La Coccinelle des livres

Seul dans Berlin

Livre écrit par : Hans Fallada Maison d’édition : Gallimard Nombre de pages : 560
Chronique créée le 14/01/2023 2 commentaires

4e de couverture


Mai 1940, on fête à Berlin la campagne de France. La ferveur nazie est au plus haut. Derrière la façade triomphale du Reich se cache un monde de misère et de terreur. Seul dans Berlin raconte le quotidien d’un immeuble modeste de la rue Jablonski, à Berlin. Persécuteurs et persécutés y cohabitent.
C’est Mme Rosenthal, juive, dénoncée et pillée par ses voisins.
C’est Baldur Persicke, jeune recrue des SS qui terrorise sa famille.
Ce sont les Quangel, désespérés d’avoir perdu leur fils au front, qui inondent la ville de tracts contre Hitler et déjouent la Gestapo avant de connaître une terrifiante descente aux enfers.
De Seul dans Berlin, Primo Levi disait dans Conversations avec Ferdinando Camon, qu’il était « l’un des plus beaux livres sur la résistance allemande antinazie ». Aucun roman n’a jamais décrit d’aussi près les conditions réelles de survie des citoyens allemands, juifs ou non, sous le IIIe Reich, avec un tel réalisme et une telle sincérité.
La nouvelle édition chez Denoël en 2014 avec une traduction de Laurence Courtois, est la version non expurgée par le premier éditeur de RDA Aubfau pour répondre à l’objectif de dénazification, telle qu’écrite par l’auteur en 1947. Une émission de France culture « La fabrique de l’Histoire » du 29 janvier 2013 raconte le destin tumultueux de cette œuvre, dont Denoël racheta les droits « pour une somme misérable » et qui suscite depuis un regain d’intérêt en Allemagne (290 000 exemplaires depuis 2011.

Chacun devrait s’intéresser à la politique. Si nous l’avions tous fait en temps opportun, nous n’en serions pas au point où nous ont menés les nazis.
Charlotte encore.

Quel livre !!! Immersion totale au cœur de Berlin sous le IIIe Reich, le cœur serré, en apnée, ce pavé de Hans Fallada est un chef d’œuvre.

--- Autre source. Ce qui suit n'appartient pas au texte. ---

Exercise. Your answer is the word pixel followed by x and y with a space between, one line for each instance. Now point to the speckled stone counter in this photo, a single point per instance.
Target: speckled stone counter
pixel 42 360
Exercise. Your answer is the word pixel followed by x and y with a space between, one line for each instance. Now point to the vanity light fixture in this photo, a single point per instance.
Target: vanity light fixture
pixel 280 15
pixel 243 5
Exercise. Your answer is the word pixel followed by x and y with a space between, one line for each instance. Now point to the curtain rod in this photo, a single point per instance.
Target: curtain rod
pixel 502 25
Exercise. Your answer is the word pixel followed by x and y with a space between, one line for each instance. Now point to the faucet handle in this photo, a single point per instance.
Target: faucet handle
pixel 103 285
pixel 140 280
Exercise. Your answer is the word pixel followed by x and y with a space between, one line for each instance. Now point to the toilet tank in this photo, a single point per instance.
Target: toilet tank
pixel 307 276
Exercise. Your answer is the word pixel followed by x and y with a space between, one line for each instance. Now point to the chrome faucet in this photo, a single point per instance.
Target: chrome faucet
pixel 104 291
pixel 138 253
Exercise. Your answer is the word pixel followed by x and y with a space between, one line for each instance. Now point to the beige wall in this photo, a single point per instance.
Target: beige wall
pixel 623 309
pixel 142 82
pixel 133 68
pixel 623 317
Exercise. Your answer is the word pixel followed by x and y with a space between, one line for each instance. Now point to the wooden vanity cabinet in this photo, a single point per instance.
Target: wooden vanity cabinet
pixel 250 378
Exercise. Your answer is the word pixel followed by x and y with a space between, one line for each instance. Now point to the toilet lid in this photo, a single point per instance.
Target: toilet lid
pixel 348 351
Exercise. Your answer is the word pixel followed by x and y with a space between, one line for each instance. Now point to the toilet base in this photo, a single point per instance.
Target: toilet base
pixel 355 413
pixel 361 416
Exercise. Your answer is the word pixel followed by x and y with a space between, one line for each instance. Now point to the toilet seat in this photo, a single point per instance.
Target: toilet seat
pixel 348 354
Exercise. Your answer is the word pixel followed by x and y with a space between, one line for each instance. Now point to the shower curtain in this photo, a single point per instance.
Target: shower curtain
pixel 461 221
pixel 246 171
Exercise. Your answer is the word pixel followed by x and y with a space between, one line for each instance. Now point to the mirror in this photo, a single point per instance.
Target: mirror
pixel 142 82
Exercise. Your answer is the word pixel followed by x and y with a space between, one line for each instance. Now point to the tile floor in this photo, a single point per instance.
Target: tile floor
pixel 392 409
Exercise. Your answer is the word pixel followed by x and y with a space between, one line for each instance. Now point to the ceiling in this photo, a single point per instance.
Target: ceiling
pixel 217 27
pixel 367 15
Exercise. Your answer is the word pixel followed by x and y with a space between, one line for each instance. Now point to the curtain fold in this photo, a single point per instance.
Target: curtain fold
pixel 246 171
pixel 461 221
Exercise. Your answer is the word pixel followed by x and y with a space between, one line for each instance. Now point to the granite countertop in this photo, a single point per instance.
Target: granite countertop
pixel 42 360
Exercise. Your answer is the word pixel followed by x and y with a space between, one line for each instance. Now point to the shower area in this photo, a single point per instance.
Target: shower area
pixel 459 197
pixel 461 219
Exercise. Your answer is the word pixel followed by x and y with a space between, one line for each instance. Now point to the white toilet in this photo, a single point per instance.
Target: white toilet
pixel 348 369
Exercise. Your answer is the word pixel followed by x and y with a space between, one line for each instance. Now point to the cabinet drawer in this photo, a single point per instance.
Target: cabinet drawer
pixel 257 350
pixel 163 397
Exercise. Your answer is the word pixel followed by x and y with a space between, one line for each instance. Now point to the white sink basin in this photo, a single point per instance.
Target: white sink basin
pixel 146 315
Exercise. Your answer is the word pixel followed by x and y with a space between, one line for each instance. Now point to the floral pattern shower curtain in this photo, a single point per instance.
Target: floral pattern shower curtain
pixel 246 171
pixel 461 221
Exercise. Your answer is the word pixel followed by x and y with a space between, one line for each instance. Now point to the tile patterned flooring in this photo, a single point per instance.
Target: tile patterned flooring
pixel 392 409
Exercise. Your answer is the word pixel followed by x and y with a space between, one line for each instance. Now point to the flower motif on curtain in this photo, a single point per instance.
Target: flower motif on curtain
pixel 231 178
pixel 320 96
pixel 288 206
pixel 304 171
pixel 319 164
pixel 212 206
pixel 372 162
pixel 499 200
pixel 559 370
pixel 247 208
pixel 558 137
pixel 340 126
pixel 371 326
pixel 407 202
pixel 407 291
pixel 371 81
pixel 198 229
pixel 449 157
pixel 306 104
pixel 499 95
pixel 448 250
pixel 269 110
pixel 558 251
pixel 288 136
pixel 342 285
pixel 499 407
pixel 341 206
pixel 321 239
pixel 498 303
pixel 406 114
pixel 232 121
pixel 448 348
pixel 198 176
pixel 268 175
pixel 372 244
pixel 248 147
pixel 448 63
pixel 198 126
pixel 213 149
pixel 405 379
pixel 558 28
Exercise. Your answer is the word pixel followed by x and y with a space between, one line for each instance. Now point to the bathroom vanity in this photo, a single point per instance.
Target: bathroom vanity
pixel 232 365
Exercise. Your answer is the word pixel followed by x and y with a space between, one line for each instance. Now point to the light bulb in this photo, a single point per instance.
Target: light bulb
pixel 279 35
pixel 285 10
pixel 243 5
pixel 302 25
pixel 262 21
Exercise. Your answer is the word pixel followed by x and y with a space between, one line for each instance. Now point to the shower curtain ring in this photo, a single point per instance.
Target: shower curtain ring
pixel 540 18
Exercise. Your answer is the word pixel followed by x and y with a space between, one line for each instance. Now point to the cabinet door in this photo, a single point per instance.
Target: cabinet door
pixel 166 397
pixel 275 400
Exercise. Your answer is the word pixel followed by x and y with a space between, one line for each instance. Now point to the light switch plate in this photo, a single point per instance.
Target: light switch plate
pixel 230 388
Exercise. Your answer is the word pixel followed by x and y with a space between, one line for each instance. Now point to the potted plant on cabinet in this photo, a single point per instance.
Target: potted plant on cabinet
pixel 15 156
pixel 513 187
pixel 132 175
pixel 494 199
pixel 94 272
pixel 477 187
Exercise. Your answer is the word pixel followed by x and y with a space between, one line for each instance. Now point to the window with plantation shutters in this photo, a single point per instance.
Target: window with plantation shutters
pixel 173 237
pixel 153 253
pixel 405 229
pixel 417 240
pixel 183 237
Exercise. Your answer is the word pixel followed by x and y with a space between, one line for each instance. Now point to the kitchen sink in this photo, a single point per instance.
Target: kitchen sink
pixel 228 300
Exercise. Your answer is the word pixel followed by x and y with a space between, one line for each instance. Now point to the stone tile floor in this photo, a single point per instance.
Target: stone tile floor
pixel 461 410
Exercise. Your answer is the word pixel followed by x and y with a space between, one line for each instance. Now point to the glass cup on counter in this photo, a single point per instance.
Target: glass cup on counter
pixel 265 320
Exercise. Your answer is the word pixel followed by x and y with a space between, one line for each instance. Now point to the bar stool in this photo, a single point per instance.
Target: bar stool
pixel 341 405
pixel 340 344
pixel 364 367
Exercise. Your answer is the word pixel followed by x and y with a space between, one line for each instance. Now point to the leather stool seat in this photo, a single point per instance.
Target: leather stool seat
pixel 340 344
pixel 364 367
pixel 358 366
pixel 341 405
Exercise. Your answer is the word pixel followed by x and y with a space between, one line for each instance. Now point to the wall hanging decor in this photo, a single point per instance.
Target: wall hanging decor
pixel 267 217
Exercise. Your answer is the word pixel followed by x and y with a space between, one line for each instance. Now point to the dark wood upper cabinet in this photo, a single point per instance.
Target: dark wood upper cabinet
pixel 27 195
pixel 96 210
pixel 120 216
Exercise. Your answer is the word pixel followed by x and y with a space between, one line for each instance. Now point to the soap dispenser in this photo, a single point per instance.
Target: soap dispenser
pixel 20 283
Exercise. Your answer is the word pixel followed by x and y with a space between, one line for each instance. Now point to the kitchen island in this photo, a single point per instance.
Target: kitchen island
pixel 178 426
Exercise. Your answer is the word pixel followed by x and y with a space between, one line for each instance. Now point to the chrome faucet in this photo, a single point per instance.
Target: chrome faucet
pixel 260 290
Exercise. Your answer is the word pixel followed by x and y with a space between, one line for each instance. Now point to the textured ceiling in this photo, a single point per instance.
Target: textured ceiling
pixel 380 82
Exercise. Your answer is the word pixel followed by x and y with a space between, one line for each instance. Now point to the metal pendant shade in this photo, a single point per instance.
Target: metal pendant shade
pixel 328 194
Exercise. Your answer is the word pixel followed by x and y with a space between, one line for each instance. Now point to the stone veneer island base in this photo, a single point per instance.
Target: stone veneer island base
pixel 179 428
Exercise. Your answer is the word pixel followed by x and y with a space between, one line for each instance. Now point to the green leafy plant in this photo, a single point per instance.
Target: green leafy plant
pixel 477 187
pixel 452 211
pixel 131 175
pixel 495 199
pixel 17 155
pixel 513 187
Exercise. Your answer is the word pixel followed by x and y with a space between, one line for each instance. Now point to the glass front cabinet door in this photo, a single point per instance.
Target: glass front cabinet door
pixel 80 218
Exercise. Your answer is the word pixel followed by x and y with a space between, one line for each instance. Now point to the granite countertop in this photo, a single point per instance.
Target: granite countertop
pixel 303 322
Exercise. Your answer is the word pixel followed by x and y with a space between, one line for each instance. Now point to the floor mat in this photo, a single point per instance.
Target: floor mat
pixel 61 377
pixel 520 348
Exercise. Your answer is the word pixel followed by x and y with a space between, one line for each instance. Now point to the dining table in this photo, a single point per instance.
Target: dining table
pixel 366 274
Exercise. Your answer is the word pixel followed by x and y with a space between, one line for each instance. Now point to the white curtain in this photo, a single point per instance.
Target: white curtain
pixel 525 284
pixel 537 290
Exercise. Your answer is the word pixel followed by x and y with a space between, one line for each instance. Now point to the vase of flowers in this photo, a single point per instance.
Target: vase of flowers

Détrompez-vous, ici il n’est pas question de suivre la guerre sous la loupe, mais des habitants de la rue Jablonski. Le couple Quanjel qui vient d’apprendre que leur fils unique est mort pour le pays, déchiré par cette nouvelle, Otto et Anna décident de se rebeller contre le führer en semant des cartes anti nazies dans la capitale.

En parallèle de ce couple gravitent quelques personnages clés qui tentent de survivre tant bien que mal dans ce climat apocalyptique. Un jeune SS infecte, une juive apeurée, l’ex mari de la factrice, Enno, les voilà tous à quémander le moindre marks, le moindre abris pour tenir un jour de plus.

Ce livre est teinté d’un réalisme effroyable et stupéfiant. Divisé en quatre chapitre, on avance les pieds noués dans une espèce de litanie funèbre qui monte dans la gravité page après page. On assiste impuissant à la misère d’un peuple jugé comme le pire criminel à la moindre pensée anti nazie. On assiste à l’absurdité exécrable de la guerre, la mort ou la révolte. Penser n’est plus de mise, penser devient un crime, une arme qui se retourne contre soi.

Une longue descente aux enfers attend les penseurs, les rebelles, les lâches, les saints. Il y a dans ce livre la révolte et la grandiloquence des grands auteurs du XXe siècle, on pense à Germinal, aux Misérables, au Voyage au bout de la nuit, à tous ces écrivains qui ont vu et senti la misère, l’injustice, la peur, l’enfer et ont tel Hans Fallada transcrit une réalité historique sans précédent.